Under compression, the magnetized PDMAPS/NdFeBPs gel composites exhibit robust mechano–magneto–electric conversion. Current output increases with longer magnetization times, whereas unmagnetized samples show negligible signal, underscoring the essential role of remanent magnetization (Figure S22, Supporting Information). The composites exhibit directional dependence in electromechanical performance (Figure 6c), in which vertical compression produces over twice the current of horizontal loading, indicating strong anisotropy in response. A stronger current is generated when magnetic flux change is maximized within the conductive wire. Furthermore, the device accurately distinguishes between different compression velocities (Figure 6d), useful for haptics, with output current profiles showing robust reversibility and signal reproducibility across cycles. Cycling testing (Figure 6e) demonstrates robust durability, with no signal decay after 270 cycles at 40% strain and 5 mm s−1. Figure S23 (Supporting Information) shows that the PDMAPS/NdFeBPs composite exhibited minimal mass loss over 7 days (<3.56 wt.%) and preserved stable mechano–magneto–electric transduction under continuous deformation, further supporting long‐term structural and functional stability.

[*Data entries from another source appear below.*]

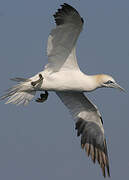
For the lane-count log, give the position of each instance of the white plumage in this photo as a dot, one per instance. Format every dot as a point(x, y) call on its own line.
point(63, 75)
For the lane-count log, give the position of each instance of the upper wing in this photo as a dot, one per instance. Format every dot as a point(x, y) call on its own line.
point(89, 126)
point(61, 41)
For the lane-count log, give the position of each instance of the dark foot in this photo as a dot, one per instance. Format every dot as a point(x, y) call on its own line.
point(38, 81)
point(43, 97)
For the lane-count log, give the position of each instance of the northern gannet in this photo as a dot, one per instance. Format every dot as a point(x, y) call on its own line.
point(63, 75)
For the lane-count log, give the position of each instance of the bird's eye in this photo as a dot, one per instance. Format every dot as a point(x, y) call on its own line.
point(109, 82)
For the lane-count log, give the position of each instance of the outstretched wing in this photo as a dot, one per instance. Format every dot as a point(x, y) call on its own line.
point(89, 126)
point(61, 41)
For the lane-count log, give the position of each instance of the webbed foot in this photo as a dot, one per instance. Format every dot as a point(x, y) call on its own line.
point(34, 83)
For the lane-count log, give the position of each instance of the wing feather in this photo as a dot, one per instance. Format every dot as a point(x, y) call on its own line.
point(89, 126)
point(62, 39)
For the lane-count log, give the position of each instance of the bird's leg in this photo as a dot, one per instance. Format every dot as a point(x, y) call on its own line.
point(43, 97)
point(34, 83)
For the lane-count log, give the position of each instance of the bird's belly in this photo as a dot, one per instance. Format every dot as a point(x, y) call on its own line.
point(63, 82)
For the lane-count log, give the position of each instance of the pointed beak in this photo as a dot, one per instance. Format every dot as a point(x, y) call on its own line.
point(115, 85)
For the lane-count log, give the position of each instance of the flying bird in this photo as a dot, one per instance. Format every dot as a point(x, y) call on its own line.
point(63, 76)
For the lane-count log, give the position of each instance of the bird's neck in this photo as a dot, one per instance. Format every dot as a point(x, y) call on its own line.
point(91, 82)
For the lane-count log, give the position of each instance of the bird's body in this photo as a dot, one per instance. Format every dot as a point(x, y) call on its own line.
point(63, 76)
point(72, 80)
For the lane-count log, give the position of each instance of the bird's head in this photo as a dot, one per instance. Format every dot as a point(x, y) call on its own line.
point(107, 81)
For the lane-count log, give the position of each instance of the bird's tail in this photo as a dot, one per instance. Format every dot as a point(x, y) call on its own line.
point(21, 93)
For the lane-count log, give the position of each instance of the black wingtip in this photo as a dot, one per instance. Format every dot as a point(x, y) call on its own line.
point(64, 11)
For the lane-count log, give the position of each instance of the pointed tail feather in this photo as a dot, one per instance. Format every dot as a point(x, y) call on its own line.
point(21, 93)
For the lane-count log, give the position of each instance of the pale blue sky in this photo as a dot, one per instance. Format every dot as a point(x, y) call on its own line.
point(39, 141)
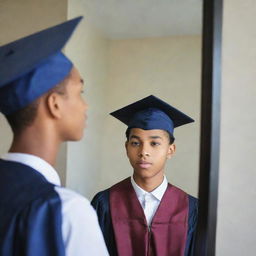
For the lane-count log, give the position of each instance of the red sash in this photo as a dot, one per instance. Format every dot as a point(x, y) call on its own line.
point(168, 232)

Considering its remarkable mechano–magneto–electric responses related to time encoded haptic demonstration, the composite was employed as a self‐powered Morse code transducer.[ 53 , 54 ] As shown in Figure 6f, compression velocity was modulated to encode “dot” (rapid 6 mm s−1) and “dash” (slow 3 mm s−1) compressions. The resulting current signals exhibit clear differentiation in amplitude and duration, enabling effective Morse code transmission. A full reference chart of representations from “A” to “Z” is provided in Figure S24 (Supporting Information). Figure 6g exemplifies this encoding for the words “AALTO” and “APPLE”, with output waveforms matching expected Morse sequences. These findings highlight the feasibility of PDMAPS/NdFeBPs gel composite for tactile communications and information transmission applications.

3. Conclusion

In this work, we first present a versatile class of PDMAPS‐based organohydrogels that combine ultra‐stretchability, intrinsic self‐adhesion, and remoldability, fabricated efficiently via a NIPS strategy. A central feature of this material platform is its tunable sol–gel behavior, which serves to modulate both mechanical properties and functionalization. By adjusting the sol–gel state and incorporating functional fillers, such as MXene and NdFeBPs, diverse and programmable performance profiles can be achieved. Specifically, PDMAPS/MXene composites exhibit sol‐like viscoelasticity, enabling tunability of EMI shielding under compressive strain. The strain‐induced alignment and densification of MXene nanosheets significantly enhance electromagnetic wave absorption. In contrast, PDMAPS/NdFeBPs composites maintain a gel‐like state, facilitating reversible deformation and efficient mechano–magneto–electric energy conversion. These composites function as self‐powered tactile sensors capable of detecting strain, encoding Morse code, and operating reliably over extended cycles.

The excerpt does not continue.